The transcript IDs list (--tr) is simply a file with one transcript ID per row:
head -5 GRCh38.p12.prominent_isoforms_chr1.out
ENST00000456328
ENST00000417324
ENST00000635159
ENST00000445118
ENST00000446136
The transcript IDs defined in this file are used to define the transcript set to be used in the different modes.
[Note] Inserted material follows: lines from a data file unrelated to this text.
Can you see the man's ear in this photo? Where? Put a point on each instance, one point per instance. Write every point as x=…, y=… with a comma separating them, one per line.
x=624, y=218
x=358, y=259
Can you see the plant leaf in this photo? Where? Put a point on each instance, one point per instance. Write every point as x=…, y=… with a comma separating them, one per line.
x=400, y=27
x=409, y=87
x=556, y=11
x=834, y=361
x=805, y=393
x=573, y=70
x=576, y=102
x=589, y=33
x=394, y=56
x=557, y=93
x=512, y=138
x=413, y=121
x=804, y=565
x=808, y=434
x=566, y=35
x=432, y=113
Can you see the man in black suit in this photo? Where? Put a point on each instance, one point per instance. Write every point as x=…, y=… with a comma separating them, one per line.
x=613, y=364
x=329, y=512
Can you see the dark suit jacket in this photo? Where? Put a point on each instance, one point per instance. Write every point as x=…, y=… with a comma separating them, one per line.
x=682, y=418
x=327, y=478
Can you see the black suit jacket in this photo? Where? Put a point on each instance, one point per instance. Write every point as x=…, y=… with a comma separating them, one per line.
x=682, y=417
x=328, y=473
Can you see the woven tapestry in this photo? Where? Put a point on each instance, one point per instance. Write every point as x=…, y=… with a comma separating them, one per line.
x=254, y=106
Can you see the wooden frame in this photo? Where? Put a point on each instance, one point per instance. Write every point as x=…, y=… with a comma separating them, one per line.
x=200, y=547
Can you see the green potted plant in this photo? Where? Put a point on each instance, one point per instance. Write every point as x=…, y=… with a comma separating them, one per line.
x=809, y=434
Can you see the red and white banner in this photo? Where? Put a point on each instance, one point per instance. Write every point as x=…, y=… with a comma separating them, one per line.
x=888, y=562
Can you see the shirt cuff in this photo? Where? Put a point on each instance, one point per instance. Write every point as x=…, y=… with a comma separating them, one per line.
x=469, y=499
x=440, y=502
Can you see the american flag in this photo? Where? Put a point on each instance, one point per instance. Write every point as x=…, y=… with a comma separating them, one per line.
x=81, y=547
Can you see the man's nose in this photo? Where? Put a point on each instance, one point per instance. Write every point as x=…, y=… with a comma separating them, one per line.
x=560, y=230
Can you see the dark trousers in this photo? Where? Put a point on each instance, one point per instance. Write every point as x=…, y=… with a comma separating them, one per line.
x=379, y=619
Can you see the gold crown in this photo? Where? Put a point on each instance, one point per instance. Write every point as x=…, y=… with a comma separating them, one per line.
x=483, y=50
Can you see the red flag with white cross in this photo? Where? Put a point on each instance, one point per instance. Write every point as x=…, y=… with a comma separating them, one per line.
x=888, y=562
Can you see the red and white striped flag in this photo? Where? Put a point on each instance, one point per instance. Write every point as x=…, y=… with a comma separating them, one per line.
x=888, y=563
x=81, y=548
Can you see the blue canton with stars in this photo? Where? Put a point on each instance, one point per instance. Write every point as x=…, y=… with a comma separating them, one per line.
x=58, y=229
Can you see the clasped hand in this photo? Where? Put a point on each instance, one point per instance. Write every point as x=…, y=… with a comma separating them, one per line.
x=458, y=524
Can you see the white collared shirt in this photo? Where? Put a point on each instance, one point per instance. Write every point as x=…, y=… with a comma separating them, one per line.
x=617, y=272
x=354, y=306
The mapping statistics output file (G2T mode only) stores the different hit counts and additional information for each transcript:
head -5 test_out/hit_transcript_stats.out
tr_id chr gen_s gen_e pol gene_id gene_name gene_biotype tr_len comp_hits all_hits uniq_comp_hits uniq_all_hits
ENST00000361427 chr1 26472439 26476642 + ENSG00000198830HMGN2 protein_coding 1940 1 1 1 1
ENST00000327300 chr1 32013867 32043877 + ENSG00000121774KHDRBS1 protein_coding 2713 6 6 6 6
ENST00000368300 chr1 156114710 156140081 + ENSG00000160789LMNA protein_coding 3178 11 12 11 12
ENST00000379370 chr1 1020119 1056116 + ENSG00000188157 AGRN protein_coding 7326 11 12 11 12
Additional information includes the gene ID, gene name, gene biotype, transcript length, and the genomic region coordinates of the transcript. The different hit counts are: # complete (full-length matching) hits, # all hits (complete and incomplete), # unique (matching to one exon/transcript only) + complete hits, and # all unique hits.
If you are using CLIPcontext in your publications, please cite the following paper:
- Improving CLIP-seq data analysis by incorporating transcript information. Michael Uhl, Van Dinh Tran, and Rolf Backofen. BMC Genomics 21.1 (2020): 1-8. DOI:10.1186/s12864-020-07297-0.